I never posted about the extreme trauma that I went through during the Cannes Film Festival, but each and every day I was grappling with daily, crippling attacks from malicious IPs, apparently of a Chinese or Indian origin. I think it was sparked by fanatical woke haters, but I can’t prove it.

Liquid Web techies blocked and firewalled as best they could, but the attacks were unrelenting and the site was unloadable for periods of one to two hours minimum, almost every damn day.

In the midst of this horror the LW tech consultants suggested that I incorporate Cloudflare but that I needed to load new Cloudserver-friendly nameservers. Alas, I couldn’t do this during the festival as a name-server change always shuts a site down for roughly eight to twelve hours, to allow the new name-servers to propagate worldwide. (The Web.com/Network Solution tecchies insisted that full propagation could take 24 to 48….bullshit.)

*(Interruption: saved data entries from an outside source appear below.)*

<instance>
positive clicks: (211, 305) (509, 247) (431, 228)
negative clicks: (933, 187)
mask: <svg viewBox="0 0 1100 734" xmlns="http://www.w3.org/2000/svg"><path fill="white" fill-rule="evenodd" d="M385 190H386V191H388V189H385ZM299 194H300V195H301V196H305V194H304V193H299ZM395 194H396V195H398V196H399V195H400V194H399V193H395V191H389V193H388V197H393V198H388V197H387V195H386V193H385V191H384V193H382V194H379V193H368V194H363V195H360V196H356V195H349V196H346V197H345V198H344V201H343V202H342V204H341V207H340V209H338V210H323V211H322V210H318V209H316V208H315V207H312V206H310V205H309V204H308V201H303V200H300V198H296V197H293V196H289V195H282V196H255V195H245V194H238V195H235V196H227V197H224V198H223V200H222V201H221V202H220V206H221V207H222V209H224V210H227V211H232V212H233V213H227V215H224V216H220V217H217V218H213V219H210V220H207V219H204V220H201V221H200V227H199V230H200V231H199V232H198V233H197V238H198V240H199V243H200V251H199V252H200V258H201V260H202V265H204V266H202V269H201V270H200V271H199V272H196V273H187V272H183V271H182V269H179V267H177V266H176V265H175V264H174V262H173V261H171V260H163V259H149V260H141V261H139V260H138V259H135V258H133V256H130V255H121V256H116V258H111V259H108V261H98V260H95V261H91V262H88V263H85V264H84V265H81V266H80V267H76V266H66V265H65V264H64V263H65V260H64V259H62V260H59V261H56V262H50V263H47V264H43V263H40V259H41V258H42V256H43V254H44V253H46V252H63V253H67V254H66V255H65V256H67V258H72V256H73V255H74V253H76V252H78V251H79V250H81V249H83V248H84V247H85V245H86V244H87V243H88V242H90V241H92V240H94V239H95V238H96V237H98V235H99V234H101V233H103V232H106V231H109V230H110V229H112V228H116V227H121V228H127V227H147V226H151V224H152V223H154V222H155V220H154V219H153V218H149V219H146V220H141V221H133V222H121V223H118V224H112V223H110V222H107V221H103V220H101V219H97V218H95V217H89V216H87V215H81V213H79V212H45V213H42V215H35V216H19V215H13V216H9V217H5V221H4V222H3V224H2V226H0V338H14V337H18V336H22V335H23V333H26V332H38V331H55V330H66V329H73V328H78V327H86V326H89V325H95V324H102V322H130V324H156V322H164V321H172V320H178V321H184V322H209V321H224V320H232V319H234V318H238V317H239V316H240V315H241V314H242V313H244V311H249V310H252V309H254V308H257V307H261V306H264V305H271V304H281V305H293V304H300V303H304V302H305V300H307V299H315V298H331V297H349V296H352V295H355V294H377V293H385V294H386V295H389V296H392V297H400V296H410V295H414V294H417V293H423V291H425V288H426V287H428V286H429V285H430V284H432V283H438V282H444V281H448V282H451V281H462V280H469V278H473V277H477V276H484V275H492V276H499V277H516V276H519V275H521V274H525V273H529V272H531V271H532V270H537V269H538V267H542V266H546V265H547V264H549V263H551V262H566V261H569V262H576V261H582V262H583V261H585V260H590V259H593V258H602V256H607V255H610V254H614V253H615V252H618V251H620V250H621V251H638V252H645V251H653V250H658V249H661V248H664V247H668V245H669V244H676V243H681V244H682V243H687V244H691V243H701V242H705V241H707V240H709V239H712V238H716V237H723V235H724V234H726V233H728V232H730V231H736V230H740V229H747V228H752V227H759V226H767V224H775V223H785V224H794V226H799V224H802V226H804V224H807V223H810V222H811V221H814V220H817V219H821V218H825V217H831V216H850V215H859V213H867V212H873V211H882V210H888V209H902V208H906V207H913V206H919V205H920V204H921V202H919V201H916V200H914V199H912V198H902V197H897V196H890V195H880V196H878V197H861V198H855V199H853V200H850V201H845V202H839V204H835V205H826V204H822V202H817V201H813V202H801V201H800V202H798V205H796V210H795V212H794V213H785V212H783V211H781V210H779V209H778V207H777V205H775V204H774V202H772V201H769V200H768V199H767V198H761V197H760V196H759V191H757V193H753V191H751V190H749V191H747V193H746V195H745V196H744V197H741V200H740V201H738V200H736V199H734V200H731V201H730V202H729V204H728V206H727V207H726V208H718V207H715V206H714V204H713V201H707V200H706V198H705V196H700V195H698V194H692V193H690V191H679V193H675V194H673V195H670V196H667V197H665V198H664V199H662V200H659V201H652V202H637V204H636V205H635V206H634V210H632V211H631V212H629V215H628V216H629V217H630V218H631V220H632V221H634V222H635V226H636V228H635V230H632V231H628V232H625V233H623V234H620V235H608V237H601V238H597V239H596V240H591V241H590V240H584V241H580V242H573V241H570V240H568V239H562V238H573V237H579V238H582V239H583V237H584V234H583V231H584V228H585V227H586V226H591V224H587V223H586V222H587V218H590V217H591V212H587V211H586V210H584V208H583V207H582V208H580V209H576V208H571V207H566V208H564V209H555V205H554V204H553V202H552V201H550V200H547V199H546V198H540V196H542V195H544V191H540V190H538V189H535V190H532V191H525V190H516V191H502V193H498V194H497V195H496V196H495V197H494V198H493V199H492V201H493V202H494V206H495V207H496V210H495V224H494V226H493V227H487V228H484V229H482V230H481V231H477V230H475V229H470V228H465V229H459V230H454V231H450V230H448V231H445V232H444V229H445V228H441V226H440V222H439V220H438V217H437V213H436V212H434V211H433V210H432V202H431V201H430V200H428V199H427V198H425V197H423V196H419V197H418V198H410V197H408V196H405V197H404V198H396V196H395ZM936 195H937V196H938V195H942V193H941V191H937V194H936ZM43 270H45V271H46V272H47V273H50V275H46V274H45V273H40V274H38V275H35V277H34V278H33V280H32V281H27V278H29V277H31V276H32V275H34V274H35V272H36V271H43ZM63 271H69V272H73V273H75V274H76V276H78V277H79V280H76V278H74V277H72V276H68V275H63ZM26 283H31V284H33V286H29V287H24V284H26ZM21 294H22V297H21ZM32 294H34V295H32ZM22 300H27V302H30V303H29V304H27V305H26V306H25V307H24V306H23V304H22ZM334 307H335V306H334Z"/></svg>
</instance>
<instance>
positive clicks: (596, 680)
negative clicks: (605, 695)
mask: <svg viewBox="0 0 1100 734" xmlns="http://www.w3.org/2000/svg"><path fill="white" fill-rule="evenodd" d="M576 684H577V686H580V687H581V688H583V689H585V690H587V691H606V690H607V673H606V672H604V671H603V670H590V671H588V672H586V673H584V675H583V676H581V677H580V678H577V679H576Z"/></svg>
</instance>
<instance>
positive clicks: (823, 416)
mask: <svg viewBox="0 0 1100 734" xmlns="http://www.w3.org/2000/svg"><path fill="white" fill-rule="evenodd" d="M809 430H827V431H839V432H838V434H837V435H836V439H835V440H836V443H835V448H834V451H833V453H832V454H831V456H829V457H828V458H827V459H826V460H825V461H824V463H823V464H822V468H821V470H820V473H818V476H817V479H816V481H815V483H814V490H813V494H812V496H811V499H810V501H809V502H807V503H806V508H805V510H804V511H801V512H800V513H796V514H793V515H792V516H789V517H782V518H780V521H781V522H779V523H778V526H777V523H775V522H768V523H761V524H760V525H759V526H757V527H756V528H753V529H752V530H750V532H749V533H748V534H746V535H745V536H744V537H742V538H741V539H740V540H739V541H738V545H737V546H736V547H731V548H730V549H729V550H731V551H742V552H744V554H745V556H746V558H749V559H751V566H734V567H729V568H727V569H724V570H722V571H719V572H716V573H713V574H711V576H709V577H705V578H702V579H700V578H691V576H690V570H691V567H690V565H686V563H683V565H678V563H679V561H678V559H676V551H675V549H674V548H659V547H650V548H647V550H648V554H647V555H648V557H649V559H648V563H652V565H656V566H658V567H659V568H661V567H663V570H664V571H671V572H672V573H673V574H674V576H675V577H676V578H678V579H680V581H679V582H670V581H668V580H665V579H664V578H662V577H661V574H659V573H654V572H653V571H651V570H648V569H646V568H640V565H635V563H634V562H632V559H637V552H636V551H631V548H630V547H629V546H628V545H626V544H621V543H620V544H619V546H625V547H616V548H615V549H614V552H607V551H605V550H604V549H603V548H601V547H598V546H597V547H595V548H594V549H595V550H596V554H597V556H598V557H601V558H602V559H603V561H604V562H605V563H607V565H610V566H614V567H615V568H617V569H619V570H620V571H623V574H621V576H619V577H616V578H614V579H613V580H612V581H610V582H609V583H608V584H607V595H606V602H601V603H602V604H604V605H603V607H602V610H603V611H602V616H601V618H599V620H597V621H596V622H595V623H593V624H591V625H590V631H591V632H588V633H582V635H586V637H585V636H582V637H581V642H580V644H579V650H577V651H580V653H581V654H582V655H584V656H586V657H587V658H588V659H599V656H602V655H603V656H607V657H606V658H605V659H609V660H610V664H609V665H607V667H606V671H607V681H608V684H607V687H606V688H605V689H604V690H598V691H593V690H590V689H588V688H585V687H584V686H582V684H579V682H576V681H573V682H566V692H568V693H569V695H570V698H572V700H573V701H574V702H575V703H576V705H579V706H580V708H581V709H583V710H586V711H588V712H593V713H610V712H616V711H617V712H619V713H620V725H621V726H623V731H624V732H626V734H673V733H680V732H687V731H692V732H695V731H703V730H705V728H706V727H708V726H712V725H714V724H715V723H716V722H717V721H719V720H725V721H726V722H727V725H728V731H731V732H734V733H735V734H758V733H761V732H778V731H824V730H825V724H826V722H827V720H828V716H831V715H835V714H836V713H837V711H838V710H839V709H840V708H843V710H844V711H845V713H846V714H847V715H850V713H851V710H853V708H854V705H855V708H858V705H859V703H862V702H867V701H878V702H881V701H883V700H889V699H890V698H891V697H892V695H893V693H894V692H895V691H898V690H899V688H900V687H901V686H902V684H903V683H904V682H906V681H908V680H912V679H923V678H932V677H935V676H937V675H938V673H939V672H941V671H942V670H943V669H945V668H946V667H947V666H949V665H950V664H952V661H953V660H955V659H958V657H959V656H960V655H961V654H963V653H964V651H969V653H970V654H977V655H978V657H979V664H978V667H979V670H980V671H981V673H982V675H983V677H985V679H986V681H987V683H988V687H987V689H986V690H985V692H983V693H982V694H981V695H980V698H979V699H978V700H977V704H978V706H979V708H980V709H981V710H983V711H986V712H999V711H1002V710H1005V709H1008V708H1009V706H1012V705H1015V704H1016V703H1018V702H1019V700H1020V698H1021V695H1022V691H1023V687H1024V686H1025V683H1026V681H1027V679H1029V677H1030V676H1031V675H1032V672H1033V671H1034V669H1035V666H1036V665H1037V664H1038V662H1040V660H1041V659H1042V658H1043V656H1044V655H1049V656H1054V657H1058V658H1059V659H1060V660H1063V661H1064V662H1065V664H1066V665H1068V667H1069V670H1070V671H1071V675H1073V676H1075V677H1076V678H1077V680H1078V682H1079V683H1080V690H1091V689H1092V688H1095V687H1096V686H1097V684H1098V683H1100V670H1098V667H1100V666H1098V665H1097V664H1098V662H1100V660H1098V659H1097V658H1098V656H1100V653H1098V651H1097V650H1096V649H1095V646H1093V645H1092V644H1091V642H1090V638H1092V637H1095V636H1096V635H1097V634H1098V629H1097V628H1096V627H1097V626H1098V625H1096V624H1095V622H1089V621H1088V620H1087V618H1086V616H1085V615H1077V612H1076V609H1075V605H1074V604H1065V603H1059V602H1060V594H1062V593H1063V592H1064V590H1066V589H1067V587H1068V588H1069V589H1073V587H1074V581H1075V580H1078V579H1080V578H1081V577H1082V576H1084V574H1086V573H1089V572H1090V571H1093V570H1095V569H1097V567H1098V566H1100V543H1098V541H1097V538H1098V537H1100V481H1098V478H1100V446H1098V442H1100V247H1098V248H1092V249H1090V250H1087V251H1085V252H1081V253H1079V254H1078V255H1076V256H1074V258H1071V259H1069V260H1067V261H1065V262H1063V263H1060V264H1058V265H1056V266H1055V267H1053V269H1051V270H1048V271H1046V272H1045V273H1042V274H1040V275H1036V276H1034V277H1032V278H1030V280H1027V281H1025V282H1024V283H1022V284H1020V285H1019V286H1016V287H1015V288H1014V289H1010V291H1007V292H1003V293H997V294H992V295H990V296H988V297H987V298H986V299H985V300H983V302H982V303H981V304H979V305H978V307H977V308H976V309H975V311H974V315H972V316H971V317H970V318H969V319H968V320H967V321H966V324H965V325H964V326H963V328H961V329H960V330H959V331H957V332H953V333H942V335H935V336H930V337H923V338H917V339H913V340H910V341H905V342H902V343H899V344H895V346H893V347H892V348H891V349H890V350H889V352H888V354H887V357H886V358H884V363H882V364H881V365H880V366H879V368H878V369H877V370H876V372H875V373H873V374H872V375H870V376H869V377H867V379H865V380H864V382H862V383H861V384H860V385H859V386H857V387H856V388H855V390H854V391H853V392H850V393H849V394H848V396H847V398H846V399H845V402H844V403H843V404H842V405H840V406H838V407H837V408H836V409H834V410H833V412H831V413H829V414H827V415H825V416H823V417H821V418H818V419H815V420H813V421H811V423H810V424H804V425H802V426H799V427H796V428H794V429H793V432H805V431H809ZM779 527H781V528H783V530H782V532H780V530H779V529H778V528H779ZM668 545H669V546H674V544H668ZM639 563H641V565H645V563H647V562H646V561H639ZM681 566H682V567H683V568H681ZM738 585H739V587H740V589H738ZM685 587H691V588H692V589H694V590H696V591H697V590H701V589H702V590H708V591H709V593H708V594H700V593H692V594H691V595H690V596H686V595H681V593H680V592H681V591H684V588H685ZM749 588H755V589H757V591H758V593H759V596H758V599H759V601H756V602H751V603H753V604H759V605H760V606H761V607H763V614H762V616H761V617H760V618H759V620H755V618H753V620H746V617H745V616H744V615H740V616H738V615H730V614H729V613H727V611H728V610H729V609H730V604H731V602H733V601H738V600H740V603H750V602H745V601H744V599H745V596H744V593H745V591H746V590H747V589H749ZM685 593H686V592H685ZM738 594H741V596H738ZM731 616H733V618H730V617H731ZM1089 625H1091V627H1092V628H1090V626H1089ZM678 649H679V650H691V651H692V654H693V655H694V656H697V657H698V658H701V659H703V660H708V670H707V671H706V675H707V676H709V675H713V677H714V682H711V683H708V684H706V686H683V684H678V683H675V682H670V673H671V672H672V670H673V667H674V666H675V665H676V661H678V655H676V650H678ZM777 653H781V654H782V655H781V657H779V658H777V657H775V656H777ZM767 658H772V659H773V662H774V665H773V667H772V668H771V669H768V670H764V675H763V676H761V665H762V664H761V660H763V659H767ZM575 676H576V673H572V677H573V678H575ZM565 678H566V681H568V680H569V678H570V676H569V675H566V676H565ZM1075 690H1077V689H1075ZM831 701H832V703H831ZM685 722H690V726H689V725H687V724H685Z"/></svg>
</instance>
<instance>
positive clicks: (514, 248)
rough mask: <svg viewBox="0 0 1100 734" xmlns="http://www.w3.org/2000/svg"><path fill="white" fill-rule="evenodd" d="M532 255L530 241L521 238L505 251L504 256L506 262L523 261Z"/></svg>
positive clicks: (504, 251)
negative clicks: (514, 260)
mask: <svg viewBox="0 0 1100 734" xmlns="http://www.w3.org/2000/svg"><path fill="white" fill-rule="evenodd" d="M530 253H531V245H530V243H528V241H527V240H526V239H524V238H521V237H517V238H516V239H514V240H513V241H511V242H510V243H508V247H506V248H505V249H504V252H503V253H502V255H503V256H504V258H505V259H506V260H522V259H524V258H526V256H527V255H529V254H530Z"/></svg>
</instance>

So yesterday afternoon I followed the advice of my Liquid Web tech advisors and switched out the name-servers. The site went down, of course, but I figured I’d be good by the time I woke up this morning.

But at 6 am, it wasn’t good. Two respected tracker sites (www.dnschecker.org and https://www.whatsmydns.net/#NS/www.hollywood-elsewhere.com) said it hadn’t really propagated at all. The Cloudflare-friendly nameservers weren’t kicking in….disaster. A bullshit suggestion as it turned out.

It took a couple of hours to try to revert back to a generic Liquid Web name-server, and it finally fell into place. But it was awful. Cloudflare is now operational. Who knows what’ll happen when the baddies strike again?